Lewinsky also adds that hearing from various members of #MeToo who are at the forefront of the movement helped her more than she expected. “‘I’m so sorry you were so alone.’ Those seven words undid me. They were written in a recent private exchange I had with one of the brave women leading the #MeToo movement. Somehow, coming from her—a recognition of sorts on a deep, soulful level—they landed in a way that cracked me open and brought me to tears,” Lewinsky said.

“Isolation is such a powerful tool to the subjugator. And yet I don’t believe I would have felt so isolated had it all happened today. One of the most inspiring aspects of this newly energized movement is the sheer number of women who have spoken up in support of one another,” she continued. “And the volume in numbers has translated into volume of public voice. Historically, he who shapes the story (and it is so often a he) creates ‘the truth.’ But this collective rise in decibel level has provided a resonance for women’s narratives. If the Internet was a bête noire to me in 1998, its stepchild—social media—has been a savior for millions of women today (notwithstanding all the cyberbullying, online harassment, doxing, and slut-shaming).”

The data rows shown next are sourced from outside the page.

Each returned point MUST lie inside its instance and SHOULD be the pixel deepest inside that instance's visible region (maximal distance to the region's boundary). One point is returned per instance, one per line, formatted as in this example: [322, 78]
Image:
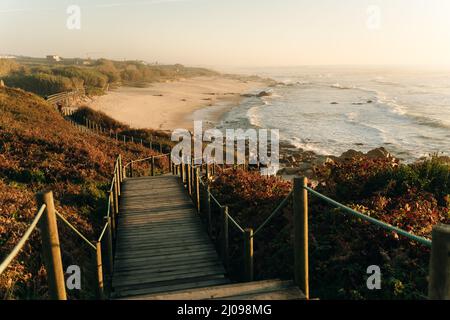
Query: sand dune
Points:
[171, 105]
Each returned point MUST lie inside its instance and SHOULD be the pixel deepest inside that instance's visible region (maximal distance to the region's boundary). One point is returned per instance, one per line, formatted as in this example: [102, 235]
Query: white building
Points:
[53, 58]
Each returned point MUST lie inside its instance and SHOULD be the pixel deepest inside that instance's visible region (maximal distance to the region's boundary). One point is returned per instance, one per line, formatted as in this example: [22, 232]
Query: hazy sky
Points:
[234, 32]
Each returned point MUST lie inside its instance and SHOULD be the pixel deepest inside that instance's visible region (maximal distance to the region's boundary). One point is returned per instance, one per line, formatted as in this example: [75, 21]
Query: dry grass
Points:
[40, 150]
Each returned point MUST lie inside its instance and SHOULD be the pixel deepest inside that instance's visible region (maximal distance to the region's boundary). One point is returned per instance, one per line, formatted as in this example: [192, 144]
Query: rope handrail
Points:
[387, 226]
[108, 210]
[274, 212]
[145, 159]
[22, 241]
[113, 180]
[235, 223]
[103, 232]
[75, 230]
[220, 206]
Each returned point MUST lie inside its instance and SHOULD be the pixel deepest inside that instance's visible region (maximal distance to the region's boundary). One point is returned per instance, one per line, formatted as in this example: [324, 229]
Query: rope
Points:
[22, 241]
[235, 223]
[148, 158]
[103, 232]
[75, 230]
[421, 240]
[277, 209]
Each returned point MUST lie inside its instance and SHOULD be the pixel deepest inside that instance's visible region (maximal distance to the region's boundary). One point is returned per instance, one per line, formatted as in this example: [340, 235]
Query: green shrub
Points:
[40, 83]
[90, 77]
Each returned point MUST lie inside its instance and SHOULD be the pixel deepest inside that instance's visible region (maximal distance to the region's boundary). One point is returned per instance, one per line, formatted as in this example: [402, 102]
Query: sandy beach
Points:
[171, 105]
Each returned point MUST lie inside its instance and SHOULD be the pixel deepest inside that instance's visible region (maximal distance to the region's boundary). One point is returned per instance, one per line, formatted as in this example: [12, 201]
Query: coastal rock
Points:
[351, 154]
[378, 153]
[304, 166]
[287, 171]
[321, 160]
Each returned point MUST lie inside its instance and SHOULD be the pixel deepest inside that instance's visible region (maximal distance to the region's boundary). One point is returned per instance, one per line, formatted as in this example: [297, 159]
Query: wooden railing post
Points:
[152, 166]
[197, 188]
[51, 247]
[248, 255]
[189, 179]
[301, 255]
[113, 213]
[109, 246]
[131, 169]
[439, 284]
[182, 172]
[116, 193]
[224, 235]
[100, 290]
[208, 209]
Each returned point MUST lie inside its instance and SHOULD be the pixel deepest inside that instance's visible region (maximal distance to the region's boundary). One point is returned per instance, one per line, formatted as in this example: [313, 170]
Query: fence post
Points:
[116, 194]
[113, 213]
[131, 169]
[301, 259]
[439, 285]
[51, 248]
[109, 247]
[197, 188]
[152, 169]
[208, 208]
[122, 172]
[181, 165]
[189, 178]
[248, 255]
[224, 234]
[98, 245]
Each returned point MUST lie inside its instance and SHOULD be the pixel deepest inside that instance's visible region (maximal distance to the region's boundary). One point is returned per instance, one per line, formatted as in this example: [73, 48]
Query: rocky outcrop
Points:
[378, 153]
[263, 94]
[258, 95]
[351, 154]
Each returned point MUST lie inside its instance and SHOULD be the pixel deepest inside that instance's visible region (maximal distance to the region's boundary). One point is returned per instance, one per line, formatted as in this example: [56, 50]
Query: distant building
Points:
[54, 58]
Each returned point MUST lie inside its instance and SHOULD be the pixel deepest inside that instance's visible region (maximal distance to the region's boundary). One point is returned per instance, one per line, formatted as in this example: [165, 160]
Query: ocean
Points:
[330, 110]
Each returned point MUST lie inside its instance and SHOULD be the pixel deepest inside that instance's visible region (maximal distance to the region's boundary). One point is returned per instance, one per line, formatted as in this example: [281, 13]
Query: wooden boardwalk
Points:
[161, 242]
[164, 252]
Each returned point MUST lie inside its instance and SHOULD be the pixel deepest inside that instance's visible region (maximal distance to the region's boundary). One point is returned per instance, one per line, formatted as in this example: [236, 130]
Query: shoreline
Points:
[176, 104]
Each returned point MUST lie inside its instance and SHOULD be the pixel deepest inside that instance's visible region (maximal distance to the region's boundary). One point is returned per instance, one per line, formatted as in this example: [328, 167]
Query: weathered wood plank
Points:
[161, 242]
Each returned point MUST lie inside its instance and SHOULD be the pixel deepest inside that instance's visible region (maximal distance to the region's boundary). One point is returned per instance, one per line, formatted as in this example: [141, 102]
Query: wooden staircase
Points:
[163, 251]
[256, 290]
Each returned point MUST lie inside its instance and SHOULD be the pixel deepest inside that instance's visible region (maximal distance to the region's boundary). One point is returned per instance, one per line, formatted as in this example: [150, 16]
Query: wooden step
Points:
[257, 290]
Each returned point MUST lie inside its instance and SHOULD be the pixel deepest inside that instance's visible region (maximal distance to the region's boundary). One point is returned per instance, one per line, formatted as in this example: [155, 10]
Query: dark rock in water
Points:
[263, 94]
[378, 153]
[351, 154]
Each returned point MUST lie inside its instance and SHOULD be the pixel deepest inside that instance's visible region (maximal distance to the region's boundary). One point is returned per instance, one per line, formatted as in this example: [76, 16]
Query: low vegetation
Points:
[413, 197]
[115, 127]
[46, 79]
[39, 150]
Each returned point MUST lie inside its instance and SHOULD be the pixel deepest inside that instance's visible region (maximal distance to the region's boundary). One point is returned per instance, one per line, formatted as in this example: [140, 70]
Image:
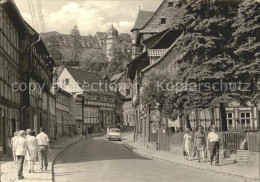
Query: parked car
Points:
[114, 133]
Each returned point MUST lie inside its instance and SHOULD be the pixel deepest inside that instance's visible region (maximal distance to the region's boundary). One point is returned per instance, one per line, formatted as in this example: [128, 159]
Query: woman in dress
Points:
[188, 141]
[12, 146]
[33, 150]
[79, 132]
[200, 143]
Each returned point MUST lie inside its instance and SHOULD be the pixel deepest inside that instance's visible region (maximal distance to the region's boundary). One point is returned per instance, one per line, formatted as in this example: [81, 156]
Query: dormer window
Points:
[163, 20]
[67, 81]
[251, 39]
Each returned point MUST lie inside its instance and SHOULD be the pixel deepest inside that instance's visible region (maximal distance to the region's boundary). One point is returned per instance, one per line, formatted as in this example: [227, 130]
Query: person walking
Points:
[84, 132]
[200, 143]
[12, 145]
[20, 148]
[33, 149]
[213, 145]
[28, 131]
[43, 147]
[89, 130]
[188, 141]
[79, 132]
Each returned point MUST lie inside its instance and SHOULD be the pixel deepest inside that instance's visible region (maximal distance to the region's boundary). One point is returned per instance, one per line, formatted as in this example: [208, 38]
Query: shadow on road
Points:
[96, 150]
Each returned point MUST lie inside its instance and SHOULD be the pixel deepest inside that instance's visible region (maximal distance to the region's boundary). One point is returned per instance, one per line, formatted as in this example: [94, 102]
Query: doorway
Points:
[3, 130]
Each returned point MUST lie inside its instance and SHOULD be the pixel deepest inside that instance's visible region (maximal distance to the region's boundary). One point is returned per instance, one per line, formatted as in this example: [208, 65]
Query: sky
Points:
[90, 15]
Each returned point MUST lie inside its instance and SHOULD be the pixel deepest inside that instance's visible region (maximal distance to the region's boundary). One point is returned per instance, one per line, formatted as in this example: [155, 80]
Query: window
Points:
[251, 39]
[229, 120]
[163, 20]
[245, 119]
[170, 4]
[67, 81]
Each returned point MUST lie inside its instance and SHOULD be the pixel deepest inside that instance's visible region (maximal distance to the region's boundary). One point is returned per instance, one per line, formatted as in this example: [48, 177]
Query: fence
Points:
[254, 141]
[229, 140]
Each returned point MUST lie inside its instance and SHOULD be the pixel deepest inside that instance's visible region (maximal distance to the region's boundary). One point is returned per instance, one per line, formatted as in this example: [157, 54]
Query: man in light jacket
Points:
[20, 148]
[213, 145]
[44, 146]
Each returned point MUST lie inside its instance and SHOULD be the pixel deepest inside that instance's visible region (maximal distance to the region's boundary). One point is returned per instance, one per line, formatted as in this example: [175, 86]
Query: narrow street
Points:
[100, 160]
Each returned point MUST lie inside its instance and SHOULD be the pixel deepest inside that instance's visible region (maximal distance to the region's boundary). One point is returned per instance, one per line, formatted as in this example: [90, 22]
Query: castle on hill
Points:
[101, 43]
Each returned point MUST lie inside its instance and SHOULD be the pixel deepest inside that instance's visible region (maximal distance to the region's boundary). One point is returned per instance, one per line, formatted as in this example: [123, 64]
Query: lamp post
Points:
[70, 116]
[39, 104]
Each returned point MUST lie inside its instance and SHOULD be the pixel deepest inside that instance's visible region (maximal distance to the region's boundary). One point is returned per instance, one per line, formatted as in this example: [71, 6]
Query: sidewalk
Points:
[246, 172]
[9, 170]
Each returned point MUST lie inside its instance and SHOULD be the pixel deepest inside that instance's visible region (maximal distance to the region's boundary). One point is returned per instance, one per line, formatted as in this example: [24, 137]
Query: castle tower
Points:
[111, 40]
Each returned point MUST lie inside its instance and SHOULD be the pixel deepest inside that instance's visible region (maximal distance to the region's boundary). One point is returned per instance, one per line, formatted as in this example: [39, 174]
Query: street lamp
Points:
[39, 103]
[70, 116]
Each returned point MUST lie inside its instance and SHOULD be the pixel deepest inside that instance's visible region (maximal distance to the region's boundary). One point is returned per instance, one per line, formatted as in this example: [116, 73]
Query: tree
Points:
[205, 59]
[54, 48]
[77, 45]
[155, 93]
[246, 46]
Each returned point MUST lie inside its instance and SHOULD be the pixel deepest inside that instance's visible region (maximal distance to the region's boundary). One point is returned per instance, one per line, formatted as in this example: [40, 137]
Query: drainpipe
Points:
[22, 119]
[32, 45]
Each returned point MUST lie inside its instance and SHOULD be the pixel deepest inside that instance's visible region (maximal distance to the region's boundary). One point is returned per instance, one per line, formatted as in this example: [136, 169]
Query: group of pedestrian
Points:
[200, 145]
[26, 146]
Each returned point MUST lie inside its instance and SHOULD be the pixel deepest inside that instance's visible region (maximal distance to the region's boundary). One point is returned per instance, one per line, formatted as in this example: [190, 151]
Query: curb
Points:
[65, 147]
[245, 179]
[54, 160]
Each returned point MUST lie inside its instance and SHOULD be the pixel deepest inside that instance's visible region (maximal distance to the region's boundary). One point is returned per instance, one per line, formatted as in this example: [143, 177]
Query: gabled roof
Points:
[164, 11]
[83, 76]
[142, 18]
[151, 41]
[92, 79]
[161, 58]
[116, 77]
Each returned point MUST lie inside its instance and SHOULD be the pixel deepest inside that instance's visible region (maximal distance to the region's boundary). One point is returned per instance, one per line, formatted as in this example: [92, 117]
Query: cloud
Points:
[92, 16]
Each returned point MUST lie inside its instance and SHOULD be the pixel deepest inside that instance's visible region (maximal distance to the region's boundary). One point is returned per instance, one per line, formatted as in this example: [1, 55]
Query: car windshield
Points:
[115, 131]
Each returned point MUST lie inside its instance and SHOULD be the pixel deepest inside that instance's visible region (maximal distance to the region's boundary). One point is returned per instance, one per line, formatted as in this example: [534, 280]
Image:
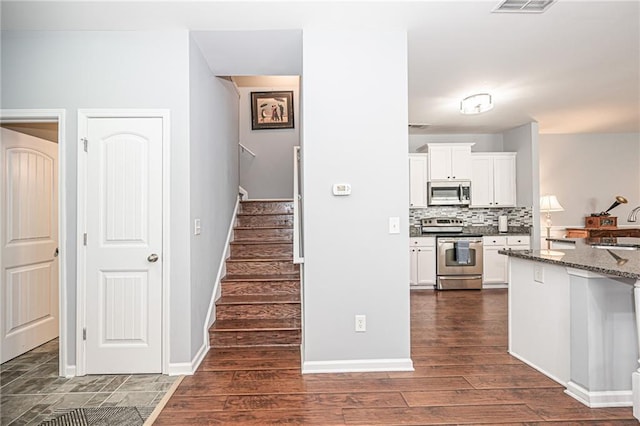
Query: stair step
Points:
[252, 332]
[262, 277]
[262, 207]
[272, 234]
[261, 266]
[258, 299]
[264, 220]
[243, 339]
[261, 249]
[257, 287]
[256, 324]
[258, 311]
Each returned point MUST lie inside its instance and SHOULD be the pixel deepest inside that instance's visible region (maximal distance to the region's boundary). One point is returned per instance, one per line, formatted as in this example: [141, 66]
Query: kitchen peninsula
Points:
[572, 316]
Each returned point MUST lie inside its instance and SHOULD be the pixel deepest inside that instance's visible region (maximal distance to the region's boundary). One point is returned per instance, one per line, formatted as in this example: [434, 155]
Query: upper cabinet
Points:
[449, 161]
[493, 179]
[418, 180]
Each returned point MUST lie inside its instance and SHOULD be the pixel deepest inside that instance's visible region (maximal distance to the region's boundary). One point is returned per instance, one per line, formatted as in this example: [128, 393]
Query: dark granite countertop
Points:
[612, 258]
[487, 231]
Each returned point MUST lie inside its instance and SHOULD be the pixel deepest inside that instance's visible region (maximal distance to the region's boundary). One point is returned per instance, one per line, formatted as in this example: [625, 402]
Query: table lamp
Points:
[549, 204]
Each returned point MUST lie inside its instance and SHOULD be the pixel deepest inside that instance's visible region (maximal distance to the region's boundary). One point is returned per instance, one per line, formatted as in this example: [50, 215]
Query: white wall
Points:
[213, 113]
[587, 171]
[355, 131]
[73, 70]
[483, 142]
[523, 140]
[270, 173]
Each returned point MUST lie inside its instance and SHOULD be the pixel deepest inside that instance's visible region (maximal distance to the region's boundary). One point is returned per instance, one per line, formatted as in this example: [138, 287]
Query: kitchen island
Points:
[572, 316]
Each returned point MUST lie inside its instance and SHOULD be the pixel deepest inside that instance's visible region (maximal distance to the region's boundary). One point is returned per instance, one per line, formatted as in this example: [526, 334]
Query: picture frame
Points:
[272, 110]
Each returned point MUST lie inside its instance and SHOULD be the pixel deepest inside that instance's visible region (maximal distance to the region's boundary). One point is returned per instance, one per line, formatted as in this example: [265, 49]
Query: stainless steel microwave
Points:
[444, 193]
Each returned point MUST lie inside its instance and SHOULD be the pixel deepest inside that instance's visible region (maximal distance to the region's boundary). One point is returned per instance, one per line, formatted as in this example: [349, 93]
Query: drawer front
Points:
[519, 240]
[422, 242]
[494, 240]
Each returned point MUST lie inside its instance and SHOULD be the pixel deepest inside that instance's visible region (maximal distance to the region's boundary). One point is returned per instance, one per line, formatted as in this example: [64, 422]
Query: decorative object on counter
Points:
[619, 200]
[604, 220]
[503, 225]
[549, 204]
[476, 104]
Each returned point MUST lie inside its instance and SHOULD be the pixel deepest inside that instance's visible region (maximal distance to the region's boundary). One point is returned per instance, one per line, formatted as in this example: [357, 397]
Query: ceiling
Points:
[573, 69]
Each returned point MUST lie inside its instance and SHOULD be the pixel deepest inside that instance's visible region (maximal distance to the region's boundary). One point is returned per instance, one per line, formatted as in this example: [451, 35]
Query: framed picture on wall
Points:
[271, 110]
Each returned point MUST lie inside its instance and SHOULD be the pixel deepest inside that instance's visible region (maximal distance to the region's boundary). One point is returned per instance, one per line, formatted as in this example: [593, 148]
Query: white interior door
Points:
[123, 282]
[29, 235]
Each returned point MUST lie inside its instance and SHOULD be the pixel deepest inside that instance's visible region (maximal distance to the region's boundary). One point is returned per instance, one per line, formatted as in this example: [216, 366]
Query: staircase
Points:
[260, 295]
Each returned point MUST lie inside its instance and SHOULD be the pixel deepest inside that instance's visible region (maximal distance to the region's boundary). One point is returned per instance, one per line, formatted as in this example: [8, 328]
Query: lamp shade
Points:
[549, 203]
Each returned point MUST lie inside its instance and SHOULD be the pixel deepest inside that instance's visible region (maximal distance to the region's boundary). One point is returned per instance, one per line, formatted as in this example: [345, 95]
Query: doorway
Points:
[33, 219]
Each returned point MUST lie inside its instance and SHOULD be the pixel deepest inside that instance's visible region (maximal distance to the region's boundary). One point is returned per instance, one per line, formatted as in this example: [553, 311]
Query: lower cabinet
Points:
[422, 260]
[495, 265]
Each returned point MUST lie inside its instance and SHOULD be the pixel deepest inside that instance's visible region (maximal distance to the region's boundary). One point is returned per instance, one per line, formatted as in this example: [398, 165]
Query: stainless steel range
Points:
[459, 256]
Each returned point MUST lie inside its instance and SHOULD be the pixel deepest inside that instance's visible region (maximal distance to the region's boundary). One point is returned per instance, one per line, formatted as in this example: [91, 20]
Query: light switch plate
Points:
[394, 225]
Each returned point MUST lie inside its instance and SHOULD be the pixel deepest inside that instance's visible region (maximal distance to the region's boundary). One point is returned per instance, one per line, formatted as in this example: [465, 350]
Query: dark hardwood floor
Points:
[463, 375]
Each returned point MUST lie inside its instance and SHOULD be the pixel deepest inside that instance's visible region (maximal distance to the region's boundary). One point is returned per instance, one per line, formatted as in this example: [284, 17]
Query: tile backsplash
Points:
[518, 216]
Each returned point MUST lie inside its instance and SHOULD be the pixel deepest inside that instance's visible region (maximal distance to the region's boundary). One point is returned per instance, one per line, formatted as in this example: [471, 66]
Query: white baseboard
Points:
[357, 366]
[188, 368]
[599, 399]
[68, 371]
[546, 373]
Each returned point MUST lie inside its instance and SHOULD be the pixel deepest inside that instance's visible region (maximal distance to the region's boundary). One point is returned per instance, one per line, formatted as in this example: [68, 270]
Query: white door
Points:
[29, 236]
[123, 282]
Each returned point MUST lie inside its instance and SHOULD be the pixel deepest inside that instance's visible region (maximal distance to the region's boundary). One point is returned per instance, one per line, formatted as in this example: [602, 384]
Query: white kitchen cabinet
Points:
[495, 265]
[418, 180]
[422, 261]
[449, 161]
[493, 179]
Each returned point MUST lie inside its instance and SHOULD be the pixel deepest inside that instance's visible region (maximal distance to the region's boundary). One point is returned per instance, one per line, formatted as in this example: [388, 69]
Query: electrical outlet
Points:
[538, 273]
[361, 323]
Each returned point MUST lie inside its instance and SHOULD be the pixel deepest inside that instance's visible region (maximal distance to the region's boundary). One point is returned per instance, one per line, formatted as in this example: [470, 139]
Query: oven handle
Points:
[453, 240]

Some people don’t believe that Lewinsky should have a part in the growing movement for women’s rights and equality, which she also addressed in her essay. “There are many more women and men whose voices and stories need to be heard before mine. (There are even some people who feel my White House experiences don’t have a place in this movement, as what transpired between Bill Clinton and myself was not sexual assault, although we now recognize that it constituted a gross abuse of power.) And yet, everywhere I have gone for the past few months, I’ve been asked about it,” she wrote. “My response has been the same: I am in awe of the sheer courage of the women who have stood up and begun to confront entrenched beliefs and institutions. But as for me, my history, and how I fit in personally? I’m sorry to say I don’t have a definitive answer yet on the meaning of all of the events that led to the 1998 investigation; I am unpacking and reprocessing what happened to me. Over and over and over again.”

Her essay ended on a powerful note, agreeing that the time is finally here for the #MeToo and Time’s Up movements. “Through all of this, during the past several months, I have been repeatedly reminded of a powerful Mexican proverb: ‘They tried to bury us; they didn’t know we were seeds,'” she said. “Spring has finally sprung.”